The article, entitled “Handling Privacy Preservation in a Software Ecosystem for the Querying and Processing of Deep Sequencing Data” was published by Prof. Artur Rocha and colleagues at INESC TEC, an internationally-oriented, private and non-profit multidisciplinary associate laboratory, which is a partner of iReceptor Plus.

The authors noted that iReceptor Plus “most of the Adaptive Immune Receptor Repertoire sequencing (AIRR-seq) data is currently stored and curated by individual labs, using a variety of tools and technologies. iReceptor Plus aims to lower the barrier to accessing and analyzing large AIRR-seq datasets, which will make this important data more available to academia, industry and clinical partners.”

The project “will stimulate the public sharing of AIRR-seq data, while providing a mechanism for users to protect private data when required. To this end, we are developing a layered security framework across a distributed (federated) software ecosystem.

The international iReceptor Plus consortium aims to promote human immunological data storage, integration and controlled sharing for a wide range of clinical and scientific purpose
Rocha and colleagues noted that “AIRR sequencing technology has made it possible to sample the immune repertoire in exquisite detail but also poses substantial challenges, such as the preservation of the privacy of data subjects.

The issue of privacy is a topic of continuous discussion within the health informatics community, especially when it comes to genetic datasets, which are subject to constraints of confidentiality, security, rights and ownership. While analyses performed on these datasets may provide crucial research evidence, both data access and their processing must be conducted in a way that does not compromise privacy.”

Overview of the Security Framework and interaction among its main components
Overview of the Security Framework and interaction among its main components

The layered security framework delivers to iReceptor+ a working authentication and authorization infrastructure enabling the following features federated authentication for data consumers, compatible with multiple third-party identity providers (and identity brokers); secure ADC repository endpoints according to the permissions set by data stewards; and a dashboard for data stewards to manage data consumer’s permissions for each endpoint and resource they own.

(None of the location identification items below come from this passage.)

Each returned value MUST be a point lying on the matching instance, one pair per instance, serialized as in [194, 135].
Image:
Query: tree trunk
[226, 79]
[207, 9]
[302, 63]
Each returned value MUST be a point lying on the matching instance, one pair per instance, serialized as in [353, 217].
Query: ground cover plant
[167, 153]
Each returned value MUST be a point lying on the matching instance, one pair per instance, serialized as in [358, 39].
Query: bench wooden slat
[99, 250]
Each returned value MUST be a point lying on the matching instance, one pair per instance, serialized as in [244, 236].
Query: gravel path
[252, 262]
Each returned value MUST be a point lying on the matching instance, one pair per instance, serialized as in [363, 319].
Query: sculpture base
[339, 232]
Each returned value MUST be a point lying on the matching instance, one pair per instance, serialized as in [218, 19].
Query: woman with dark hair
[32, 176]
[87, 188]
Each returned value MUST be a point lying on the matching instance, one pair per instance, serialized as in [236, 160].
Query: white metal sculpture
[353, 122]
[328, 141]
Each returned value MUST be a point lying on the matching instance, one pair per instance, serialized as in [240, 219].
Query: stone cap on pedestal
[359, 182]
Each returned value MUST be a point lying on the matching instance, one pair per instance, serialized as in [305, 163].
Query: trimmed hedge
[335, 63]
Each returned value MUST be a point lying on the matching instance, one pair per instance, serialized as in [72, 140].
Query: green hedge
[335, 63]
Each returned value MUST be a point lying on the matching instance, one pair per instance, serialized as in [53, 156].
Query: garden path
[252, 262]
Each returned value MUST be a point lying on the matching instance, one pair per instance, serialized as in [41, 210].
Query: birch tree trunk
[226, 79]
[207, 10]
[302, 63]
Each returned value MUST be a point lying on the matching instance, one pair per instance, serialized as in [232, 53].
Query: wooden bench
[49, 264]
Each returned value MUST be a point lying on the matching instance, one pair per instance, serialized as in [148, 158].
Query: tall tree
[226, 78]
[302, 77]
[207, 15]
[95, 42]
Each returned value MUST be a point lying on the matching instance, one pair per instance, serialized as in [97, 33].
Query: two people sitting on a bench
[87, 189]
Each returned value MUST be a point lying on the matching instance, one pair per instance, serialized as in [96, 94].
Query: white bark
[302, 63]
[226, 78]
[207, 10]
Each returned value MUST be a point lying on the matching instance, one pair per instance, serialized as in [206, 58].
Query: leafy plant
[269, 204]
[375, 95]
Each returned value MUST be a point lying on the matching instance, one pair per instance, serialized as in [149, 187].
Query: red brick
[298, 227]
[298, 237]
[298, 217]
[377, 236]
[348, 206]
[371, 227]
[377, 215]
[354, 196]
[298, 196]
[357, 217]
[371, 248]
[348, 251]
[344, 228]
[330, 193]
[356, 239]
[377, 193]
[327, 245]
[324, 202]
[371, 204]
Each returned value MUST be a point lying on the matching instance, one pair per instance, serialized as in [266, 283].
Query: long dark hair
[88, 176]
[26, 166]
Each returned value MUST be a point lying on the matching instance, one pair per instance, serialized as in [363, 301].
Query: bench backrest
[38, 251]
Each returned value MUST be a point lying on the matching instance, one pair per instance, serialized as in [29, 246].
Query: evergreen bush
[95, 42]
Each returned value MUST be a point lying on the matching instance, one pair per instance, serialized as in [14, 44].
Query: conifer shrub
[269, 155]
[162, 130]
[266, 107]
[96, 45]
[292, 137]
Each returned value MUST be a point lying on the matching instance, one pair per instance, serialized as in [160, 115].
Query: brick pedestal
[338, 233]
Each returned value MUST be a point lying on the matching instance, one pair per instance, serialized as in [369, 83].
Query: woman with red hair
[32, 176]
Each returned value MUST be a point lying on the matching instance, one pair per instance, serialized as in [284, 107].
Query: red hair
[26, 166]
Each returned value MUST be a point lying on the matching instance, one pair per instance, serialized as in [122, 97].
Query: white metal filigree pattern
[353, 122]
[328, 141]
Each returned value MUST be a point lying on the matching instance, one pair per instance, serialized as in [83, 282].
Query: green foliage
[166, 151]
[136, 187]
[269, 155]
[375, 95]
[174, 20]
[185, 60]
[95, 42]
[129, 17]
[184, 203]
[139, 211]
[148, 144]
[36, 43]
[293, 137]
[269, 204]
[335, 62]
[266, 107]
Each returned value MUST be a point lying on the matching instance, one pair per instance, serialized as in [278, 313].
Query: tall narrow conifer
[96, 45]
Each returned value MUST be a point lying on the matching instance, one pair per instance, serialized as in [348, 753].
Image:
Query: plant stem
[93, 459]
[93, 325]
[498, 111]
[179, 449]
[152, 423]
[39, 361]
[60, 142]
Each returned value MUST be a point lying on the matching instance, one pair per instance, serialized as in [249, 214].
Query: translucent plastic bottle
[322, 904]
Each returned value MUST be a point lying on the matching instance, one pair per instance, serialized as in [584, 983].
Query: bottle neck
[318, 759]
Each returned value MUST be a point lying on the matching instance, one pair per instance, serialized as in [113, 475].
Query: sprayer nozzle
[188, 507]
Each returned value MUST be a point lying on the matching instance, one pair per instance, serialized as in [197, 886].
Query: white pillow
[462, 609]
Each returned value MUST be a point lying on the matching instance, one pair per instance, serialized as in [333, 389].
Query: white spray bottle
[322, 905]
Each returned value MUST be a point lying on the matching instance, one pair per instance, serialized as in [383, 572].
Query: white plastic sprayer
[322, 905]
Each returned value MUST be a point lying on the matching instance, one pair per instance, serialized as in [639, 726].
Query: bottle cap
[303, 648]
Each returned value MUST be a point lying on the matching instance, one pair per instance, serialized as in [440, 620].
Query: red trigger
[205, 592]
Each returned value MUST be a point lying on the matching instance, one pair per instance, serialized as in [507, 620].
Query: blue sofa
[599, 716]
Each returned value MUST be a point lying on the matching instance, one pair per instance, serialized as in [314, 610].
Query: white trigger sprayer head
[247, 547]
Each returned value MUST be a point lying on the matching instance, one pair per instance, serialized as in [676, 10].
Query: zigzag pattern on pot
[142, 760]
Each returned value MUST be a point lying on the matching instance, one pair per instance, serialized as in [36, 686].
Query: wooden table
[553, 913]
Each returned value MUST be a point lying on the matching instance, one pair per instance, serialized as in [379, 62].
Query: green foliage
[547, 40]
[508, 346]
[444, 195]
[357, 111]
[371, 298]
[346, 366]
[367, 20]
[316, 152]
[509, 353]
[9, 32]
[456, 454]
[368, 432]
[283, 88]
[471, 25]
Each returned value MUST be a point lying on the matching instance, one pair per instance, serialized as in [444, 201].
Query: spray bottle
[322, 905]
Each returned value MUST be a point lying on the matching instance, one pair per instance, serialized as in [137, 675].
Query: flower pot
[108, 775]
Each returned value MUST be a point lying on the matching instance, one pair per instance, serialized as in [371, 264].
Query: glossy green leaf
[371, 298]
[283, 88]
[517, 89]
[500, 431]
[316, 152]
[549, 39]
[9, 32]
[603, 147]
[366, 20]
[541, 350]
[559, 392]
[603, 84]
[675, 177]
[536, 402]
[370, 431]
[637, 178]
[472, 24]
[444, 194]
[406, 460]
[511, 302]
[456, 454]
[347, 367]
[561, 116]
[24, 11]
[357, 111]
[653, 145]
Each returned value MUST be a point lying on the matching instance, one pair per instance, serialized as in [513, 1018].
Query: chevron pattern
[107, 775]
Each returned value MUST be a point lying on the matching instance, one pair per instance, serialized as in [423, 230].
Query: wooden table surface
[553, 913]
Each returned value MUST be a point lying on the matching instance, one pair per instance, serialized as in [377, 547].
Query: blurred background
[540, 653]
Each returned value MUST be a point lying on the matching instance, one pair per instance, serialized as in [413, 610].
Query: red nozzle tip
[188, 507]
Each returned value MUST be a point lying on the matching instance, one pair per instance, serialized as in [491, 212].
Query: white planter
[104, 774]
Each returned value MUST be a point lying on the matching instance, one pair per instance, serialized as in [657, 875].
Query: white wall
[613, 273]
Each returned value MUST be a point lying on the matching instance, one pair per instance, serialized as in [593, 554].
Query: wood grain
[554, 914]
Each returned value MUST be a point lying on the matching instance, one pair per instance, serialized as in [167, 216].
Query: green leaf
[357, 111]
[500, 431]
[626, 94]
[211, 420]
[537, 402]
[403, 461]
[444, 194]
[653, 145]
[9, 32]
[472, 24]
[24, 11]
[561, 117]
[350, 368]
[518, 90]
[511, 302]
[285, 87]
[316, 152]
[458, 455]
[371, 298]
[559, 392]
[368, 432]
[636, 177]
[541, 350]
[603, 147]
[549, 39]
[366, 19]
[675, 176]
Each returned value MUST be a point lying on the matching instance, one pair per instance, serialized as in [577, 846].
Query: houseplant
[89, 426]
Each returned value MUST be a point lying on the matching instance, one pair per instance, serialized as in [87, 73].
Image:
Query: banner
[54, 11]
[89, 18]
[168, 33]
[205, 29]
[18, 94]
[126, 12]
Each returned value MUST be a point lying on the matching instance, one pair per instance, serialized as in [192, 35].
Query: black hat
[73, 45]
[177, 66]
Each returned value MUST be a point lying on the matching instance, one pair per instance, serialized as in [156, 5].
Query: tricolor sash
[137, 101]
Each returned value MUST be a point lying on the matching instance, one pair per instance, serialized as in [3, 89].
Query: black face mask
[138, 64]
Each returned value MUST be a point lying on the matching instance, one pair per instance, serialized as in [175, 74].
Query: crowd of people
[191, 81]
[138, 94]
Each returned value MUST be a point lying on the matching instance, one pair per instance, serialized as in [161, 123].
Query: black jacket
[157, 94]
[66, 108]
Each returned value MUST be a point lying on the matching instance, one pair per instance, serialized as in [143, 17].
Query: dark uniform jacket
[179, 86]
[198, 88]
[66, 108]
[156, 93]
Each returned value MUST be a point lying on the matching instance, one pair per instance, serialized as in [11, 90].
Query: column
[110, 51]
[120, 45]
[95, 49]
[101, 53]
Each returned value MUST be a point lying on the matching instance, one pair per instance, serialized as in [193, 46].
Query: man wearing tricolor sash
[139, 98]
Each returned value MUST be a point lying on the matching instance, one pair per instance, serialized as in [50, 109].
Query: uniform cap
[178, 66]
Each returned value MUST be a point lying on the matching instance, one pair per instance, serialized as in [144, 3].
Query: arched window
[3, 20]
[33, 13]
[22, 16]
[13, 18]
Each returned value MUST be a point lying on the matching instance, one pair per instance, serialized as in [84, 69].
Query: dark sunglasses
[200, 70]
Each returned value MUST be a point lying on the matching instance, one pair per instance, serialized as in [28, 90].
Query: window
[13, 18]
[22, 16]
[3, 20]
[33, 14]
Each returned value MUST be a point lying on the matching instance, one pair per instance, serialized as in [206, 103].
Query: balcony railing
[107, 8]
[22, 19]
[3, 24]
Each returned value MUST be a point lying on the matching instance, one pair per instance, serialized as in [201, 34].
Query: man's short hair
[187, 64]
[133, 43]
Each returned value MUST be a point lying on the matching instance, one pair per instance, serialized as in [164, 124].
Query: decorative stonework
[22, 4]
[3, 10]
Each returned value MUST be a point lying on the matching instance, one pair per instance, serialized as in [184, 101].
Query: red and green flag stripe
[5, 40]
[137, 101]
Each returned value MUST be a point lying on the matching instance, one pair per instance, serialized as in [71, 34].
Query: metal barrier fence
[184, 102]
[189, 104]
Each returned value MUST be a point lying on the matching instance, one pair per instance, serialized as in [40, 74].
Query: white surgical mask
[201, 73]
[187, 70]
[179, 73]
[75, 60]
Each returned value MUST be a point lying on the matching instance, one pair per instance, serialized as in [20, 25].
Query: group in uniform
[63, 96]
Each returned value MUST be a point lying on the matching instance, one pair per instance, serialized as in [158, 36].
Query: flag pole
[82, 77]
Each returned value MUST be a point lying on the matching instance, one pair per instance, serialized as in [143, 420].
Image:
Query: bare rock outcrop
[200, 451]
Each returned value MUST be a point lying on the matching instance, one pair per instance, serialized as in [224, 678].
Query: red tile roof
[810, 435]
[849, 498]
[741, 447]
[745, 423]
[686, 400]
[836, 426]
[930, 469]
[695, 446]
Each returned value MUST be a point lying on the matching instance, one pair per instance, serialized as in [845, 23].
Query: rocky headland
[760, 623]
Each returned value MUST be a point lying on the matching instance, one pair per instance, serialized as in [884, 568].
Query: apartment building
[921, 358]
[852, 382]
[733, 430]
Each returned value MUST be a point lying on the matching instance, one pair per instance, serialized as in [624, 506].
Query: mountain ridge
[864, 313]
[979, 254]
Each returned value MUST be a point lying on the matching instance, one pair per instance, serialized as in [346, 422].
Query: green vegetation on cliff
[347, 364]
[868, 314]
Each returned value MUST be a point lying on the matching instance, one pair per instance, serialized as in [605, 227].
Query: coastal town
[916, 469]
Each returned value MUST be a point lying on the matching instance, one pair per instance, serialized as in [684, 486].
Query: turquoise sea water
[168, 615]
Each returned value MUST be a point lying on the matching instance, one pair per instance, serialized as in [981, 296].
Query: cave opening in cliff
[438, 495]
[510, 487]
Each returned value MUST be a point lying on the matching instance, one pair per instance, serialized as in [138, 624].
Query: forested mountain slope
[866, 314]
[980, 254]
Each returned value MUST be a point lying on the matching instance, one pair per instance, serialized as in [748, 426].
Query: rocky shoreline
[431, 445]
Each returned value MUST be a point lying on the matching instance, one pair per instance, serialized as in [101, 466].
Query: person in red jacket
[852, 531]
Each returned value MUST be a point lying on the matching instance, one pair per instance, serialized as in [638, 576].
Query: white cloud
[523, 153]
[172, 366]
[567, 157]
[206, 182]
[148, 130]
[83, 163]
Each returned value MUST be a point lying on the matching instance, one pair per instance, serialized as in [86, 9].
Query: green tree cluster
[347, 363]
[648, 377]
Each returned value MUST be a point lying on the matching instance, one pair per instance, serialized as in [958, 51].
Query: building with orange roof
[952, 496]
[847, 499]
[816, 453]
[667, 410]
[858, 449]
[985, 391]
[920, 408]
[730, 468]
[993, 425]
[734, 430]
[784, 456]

The main standard for managing authorization, they continued, “is user-managed access (UMA 2.0). UMA is an OAuth-based access management protocol for managing authorization to resources. It grants data stewards the ability to manage permissions and accessibility to their resources, and control who can access their resources…The basic workflow follows an exchange of permission tickets between the security framework and the requesting user. The process is used to identify the user, determine which dataset the user is trying to access, and finally to resolve which sets of data should be returned to the user. The UMA 2.0 authorization standard was designed specifically for protected data. However, in iReceptor Plus, protected data may live side by side with public data in the same repositories.”

The security dashboard is an interface that allows data stewards to control access using different levels of granularity through an interface modelled after the ADC data standards. It enables fine-grained customization over what is exposed by the security framework.

They concluded that “the layered security framework builds on the privacy by design and data minimization principles to attain privacy preservation in a federated software ecosystem for the querying and processing of AIRR-seq data. If data has been previously made public, it can be accessed via standard APIs without triggering the default UMA workflow. Should access restrictions apply, data stewards can use the security framework to configure adequate permission levels according to the sensitivity of the data to be shared.”

Aggregated data “can be set to an intermediary level of permissions. A registered user could then access these features in an exploratory data analysis stage, before deciding to activate the necessary legal instruments for the sharing of potential sensitive data.